The only viable solution to reduce 20% of the greenhouse gas emissions is to develop and implement carbon dioxide (CO2) capture and sequestration technologies. Despite the development of new polymeric materials for CO2 capture membranes such as thermal rearranged polymers (TR), polymers with intrinsic micro porosity (PIM), hybrid polymer-nanoparticles membranes, only few membranes have arrived to testing at pilot scale. This clearly indicates the need of new strategies for membrane fabrication.
Material and Methods
Most of the gas separation membranes for CO2 separation are based on increasing either the CO2 solubility or CO2 diffusivity over N2 by using different methods to increase the free volume of polymers and their sieving capacity.

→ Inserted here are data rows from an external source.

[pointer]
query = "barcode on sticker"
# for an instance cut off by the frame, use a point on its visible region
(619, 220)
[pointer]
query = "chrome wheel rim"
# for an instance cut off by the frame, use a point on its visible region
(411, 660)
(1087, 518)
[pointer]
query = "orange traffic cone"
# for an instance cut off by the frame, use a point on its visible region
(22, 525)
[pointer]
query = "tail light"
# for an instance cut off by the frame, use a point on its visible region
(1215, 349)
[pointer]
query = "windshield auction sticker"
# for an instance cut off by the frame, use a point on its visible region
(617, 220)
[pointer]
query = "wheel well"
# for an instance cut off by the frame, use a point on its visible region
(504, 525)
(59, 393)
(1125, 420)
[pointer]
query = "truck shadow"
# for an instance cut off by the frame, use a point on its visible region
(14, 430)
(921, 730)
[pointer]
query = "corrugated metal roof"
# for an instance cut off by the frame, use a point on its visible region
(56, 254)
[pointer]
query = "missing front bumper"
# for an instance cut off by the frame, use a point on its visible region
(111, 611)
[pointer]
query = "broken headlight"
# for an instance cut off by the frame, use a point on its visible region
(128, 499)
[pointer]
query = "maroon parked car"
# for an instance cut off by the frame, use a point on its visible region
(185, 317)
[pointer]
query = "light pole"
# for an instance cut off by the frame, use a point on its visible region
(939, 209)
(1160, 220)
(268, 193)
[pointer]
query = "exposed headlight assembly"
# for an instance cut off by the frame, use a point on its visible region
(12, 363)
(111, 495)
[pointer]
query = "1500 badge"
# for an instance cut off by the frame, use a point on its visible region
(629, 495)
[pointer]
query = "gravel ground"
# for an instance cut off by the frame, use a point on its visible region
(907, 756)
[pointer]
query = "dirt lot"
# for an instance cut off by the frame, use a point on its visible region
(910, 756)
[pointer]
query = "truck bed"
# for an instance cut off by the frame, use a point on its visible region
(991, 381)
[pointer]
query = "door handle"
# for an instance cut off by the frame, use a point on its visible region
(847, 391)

Our approach is based on modifying in precise and controlled manner polymers and polymeric membranes with CO2 reactive groups. This represents a new approach in gas separation membranes that mitigates the risks associated with use of polymer blends, addition of various CO2 enhancement materials (nanoparticles, etc): incompatibility between materials, poor and limited dispersion of particles, reproducibility and difficulty in preparing membranes.
Results and Discussion
In this paper, we will report new approaches on membrane preparation by modifications of high permeable but low selective polymers such as poly(trimethylslilylproyne) (PTMSP), polydimethylsiloxane (PDMS) and polyvinyl alcohol PVA. The membranes and polymers are modified with CO2-philic groups and will discuss the influence of various parameters on membranes structure and their separation performances. A variety of new functionalities are integrated, for instance amino groups, by applying various modification techniques and procedures. The membranes structure is characterized by SEM pictures and FT-IR. The density of amino groups is determined by an innovative method and is correlated with the results from mixed gas permeation testing using a synthetic flue gas: 10 % CO2 in N2, fully humidified.
.
Conclusions
It was observed that uniformity of the modifications play a major role on membranes separation properties and is dependent on various factors. Excessive crosslinking reduced the expected CO2 flux for PVA membranes, and needed to be further investigated and eliminated. The structural changes of polymers (PTMSP) were confirmed by 1HNMR and the amine content was estimated as well. The amine content of modified PTMSP was low, indication a small percentage of the monomer units in the polymer chains were modified.
Depending on the polymer and modification method, significant CO2/N2 selectivity enhancement was documented.